Question

Dna Methylation - Which Measure Of Central Tendency For A Dmr

4

Entering edit mode

12.5 years ago

scottwilliamrobinson ▴ 130

I am writing a script to look at differentially methylated regions (DMR) and notice that while a lot of papers seem to use the mean of the CpGs as a measure of central tendency for a DMR, the default for the R package 'IMA' is the median. I was wondering which one would be best (or geometric mean or whatever)?

I am working with Illumina Beadchip data, my samples are hypertensive human patients and I am using beta value rather than M-value.

methylation • 4.5k views

ADD COMMENT • link 12.5 years ago by scottwilliamrobinson ▴ 130

score 3 · Answer 1 · 2013-03-04

This is a good question and one, I think, with no one correct answer.

You're correct that the default option for the IMA function indexregionfunc is median; it also offers two other options:

For each speciﬁc region of a gene, IMA will collect the loci within it and derive an index of overall region methylation value. Currently, there are three different index metrics implemented in IMA: mean, median, and Tukey’s Biweight robust average. By default, the mean beta values will be used as the region’s methylation index for further analysis.

The problem that we want to address is: how best to summarize the measurements from methylation array probes that are associated with a transcript into a single value, indicative of a DMR. This is a rather different problem to other kinds of array. For example, to summarize exon expression probesets to a transcript, we might take the median RMA value of core probesets. With the methylation array we have probes located in different types of region (CpG island, shore, shelf, in-gene) and genomic annotation is frequently less well-known.

To be frank, I suspect that many papers use mean of CpG-associated probes because the authors are biologists who have not given much thought to the statistics. Mean is certainly a way to summarize multiple probes, but is it meaningful? Bear in mind that beta-values are strongly bimodal in distribution whereas the mean describes one feature of a normal distribution. Likewise, some people probably use median because of a vague notion that it is "better than the mean" - but again, only in the context of normal distribution.

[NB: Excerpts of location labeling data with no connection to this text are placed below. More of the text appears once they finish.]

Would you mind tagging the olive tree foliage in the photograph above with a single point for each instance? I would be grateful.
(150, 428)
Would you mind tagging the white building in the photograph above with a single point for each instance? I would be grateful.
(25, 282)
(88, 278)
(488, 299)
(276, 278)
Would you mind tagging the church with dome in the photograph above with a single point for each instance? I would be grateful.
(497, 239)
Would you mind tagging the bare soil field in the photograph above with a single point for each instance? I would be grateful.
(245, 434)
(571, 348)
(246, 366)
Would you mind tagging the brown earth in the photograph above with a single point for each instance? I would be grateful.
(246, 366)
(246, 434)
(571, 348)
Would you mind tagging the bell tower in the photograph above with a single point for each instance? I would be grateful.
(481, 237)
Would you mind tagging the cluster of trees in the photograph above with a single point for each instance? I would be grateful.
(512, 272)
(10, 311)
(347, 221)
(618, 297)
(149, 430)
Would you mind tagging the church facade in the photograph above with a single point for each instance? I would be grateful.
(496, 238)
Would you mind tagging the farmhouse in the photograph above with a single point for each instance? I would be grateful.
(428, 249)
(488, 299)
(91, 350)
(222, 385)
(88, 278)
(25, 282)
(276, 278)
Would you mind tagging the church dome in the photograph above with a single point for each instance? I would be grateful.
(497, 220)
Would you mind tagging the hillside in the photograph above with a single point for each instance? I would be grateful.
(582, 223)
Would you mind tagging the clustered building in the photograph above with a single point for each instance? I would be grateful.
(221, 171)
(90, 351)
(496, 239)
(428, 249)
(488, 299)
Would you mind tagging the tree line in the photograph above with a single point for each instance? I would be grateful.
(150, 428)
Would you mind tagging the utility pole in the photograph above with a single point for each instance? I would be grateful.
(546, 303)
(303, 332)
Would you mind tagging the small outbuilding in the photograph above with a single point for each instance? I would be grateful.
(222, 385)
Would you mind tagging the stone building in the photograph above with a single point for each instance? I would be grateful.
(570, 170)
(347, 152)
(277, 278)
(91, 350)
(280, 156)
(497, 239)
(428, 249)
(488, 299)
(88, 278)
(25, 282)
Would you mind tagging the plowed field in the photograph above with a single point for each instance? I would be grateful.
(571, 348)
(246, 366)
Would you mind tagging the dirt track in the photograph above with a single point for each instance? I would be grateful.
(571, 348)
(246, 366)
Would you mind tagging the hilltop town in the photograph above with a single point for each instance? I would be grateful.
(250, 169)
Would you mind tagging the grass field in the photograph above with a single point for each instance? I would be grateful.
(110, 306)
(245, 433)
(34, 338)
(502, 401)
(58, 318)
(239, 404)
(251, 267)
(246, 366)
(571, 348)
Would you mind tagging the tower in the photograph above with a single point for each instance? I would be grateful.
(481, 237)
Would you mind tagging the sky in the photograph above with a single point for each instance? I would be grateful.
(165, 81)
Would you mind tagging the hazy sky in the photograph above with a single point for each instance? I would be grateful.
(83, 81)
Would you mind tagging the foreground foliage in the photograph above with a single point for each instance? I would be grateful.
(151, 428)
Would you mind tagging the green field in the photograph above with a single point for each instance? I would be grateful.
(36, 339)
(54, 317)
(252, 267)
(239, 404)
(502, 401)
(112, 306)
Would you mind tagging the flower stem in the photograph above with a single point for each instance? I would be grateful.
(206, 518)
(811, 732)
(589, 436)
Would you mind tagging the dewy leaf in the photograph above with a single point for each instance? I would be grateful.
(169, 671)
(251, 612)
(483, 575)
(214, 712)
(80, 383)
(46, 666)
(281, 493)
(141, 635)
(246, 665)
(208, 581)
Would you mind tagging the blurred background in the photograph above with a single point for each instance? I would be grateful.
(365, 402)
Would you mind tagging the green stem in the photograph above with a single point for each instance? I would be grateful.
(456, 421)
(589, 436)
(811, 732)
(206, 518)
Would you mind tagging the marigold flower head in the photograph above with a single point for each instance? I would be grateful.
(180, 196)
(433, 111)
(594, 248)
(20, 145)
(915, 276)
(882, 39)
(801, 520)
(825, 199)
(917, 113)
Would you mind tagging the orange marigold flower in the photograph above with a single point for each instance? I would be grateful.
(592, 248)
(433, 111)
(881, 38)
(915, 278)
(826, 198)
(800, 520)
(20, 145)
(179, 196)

I've also seen people choose, for transcripts with multiple methylation probes, the probe with the highest variance. Or the probe with the lowest p-value after analysing differences between 2 conditions. Or take moving averages across N bases upstream of the gene, where N is anything from 500-2000 bp. In summary: I don't think anyone yet has a good handle on how to summarize methylation probe values to DMRs and what people are doing is justifying essentially arbitrary decisions.

score 0 · Answer 2 · 2013-03-04

Bear in mind that beta-values are strongly bimodal in distribution whereas the mean describes one feature of a normal distribution.

The distribution for a large number of pooled sites is bimodal, but for individual sites/CpGs it is apparently logistic. As such I have been looking at my sites with a logit transformation, and was thinking that I would make the assumption that my regions will follow the same pattern. I suppose that for some regions the distribution may be somewhere in between logistic and bimodal if there is differential methylation going on within-group, but I guess in these cases I am less likely to find a significant differential methylation between groups anyway due to high SD (so I wouldn't get false positives). I suppose it might result in some false negatives. Think this might be the best way though?

(1) Back to the original question though since if we have all the observations (CpGs) in a particular region maybe it is best to think of the average as simply a score rather than an estimation of a population, in which case I would have thought the mean would have been more appropriate since it takes 'full account' of the observations. That still isn't to say that the mean would work best as a score in practice.

(2) I suppose the 'safe bet' would be the geometric mean since it is conceptually somewhere in between the arythmetic mean and the median.

(3) Lastly is there anything to be said for trying them all and seeing which gives the most differentially methylated regions, or the highest percentage which 'look right'? I realise this might be seen as circular but it's not entirely different to using a 'training data set'.

Which of these three would seem most reasonable or are they all fairly equally flawed/arbitrary?